Now when I am instantiating the class a , which I have assumed to be a metaclass under the assumption that any class inheriting from (type) is a metaclass , isn't it the same as creating a class ? Why should this not result in type.__new__ being called with correct arguments ?

Answer 1

This does not work:

class a(type) :
    pass 
c = a()

...for the same reason for which this does not work:

c = type()

In the end, both do the same.

To use it as a metaclass, do this:

>>> class Class(metaclass=a):
...     pass
...
>>> Class
<class '__main__.Class'>
>>> type(Class)
<class '__main__.a'>

You could also instantiate the class directly, as you tried, but you have to provide the correct arguments:

AnotherClass = type('AnotherClass', (), {})

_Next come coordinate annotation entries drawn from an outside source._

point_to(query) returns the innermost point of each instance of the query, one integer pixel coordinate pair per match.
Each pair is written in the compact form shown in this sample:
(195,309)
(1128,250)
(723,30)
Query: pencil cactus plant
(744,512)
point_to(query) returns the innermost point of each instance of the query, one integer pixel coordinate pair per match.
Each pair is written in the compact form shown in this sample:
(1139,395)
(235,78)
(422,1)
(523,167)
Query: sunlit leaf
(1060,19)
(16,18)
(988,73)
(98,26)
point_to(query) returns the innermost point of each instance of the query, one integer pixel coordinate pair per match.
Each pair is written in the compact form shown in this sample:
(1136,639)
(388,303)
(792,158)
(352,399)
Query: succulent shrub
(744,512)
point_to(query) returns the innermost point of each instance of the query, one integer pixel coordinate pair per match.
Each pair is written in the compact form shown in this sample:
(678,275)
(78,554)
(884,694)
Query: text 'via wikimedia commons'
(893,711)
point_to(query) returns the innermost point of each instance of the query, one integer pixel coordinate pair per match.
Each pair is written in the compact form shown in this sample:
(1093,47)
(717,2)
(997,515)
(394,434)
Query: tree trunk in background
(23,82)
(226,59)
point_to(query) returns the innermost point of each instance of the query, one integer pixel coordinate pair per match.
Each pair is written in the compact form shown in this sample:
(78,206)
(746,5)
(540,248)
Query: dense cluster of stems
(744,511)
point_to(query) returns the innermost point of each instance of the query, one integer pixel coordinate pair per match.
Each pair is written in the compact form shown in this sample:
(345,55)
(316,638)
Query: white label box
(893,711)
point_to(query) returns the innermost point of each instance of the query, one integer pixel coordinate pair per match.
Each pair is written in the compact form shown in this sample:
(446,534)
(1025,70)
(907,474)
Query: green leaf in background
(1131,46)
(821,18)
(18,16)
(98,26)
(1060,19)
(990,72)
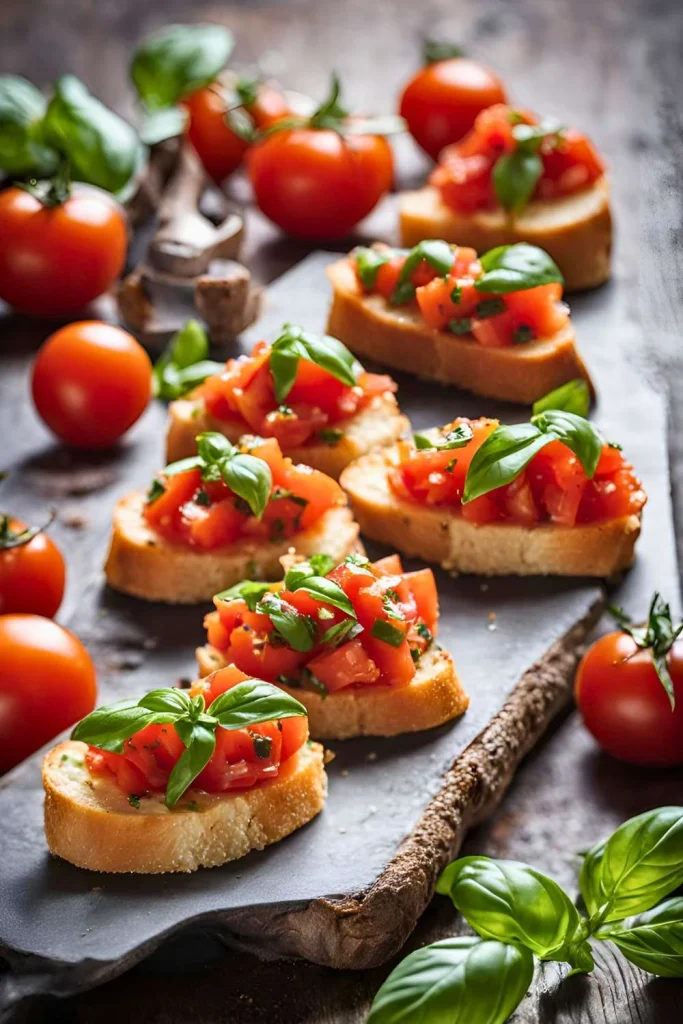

YetAnotherClass = a('YetAnotherClass', (), {})

Answer 2

This error is due to you not respecting type's signature.

Inheriting from type is indeed enough for a class to be used as a metaclass, but the thing is you actually have to use it as a metaclass.

type itself has "two working modes: if called with 3 positional arguments, it creates a new class. And then type is the metaclass of that class. If called with 1 positional argument, it creates no new class or object at all - instead, it just returns that object's class.

But it makes no sense calling type with no arguments at all. And the arguments in the modes above are not optional. So, you will get a TypeError if your try to call type with no arguments at all - and that is not a "TypeError because something went wrong with the type class" - it is a "TypeError because your call did not match the callable signature".

When you inherit from type and change nothing, you class will behave exactly the same as the original type: you can call it with either one or three positional arguments, and the code responsible for working in either mode lies in type.__new__.

Now, if you want to use your class as a metaclass, you can indeed call it, but in the three argument form: you ass it the new class name, its bases and its attributes - which can actually be all empty, but you have to pass a string, a tuple and a dictionary as these three arguments:

class A(type): pass

myclass = A("", (), {})

And now, A is working as the metaclass for myclass:

In [16]: type(myclass)                                                                                   
Out[16]: __main__.A

However, whenever one defines a metaclass it is more usual to use it with the metaclass= named argument when declaring a class body:

In [17]: class  MyOtherClass(metaclass=A): 
    ...:     pass 
    ...:                                                                                                 

In [18]: type(MyOtherClass)                                                                              
Out[18]: __main__.A

Python's runtime will then compile this class body, and when the bytecod for it is executed, it will make the call to your metaclass' __new__ (and then __init__, and before that its __prepare__) method, so that it works as a metaclass.

So, just in case it is not clear: when you derive a class from type intending to use it as a metaclass, there is no need to further instantiate it to say that "it is now a metaclass". A subclass of type already can be a metaclass, and its instances will be classes, that will have it as a metaclass.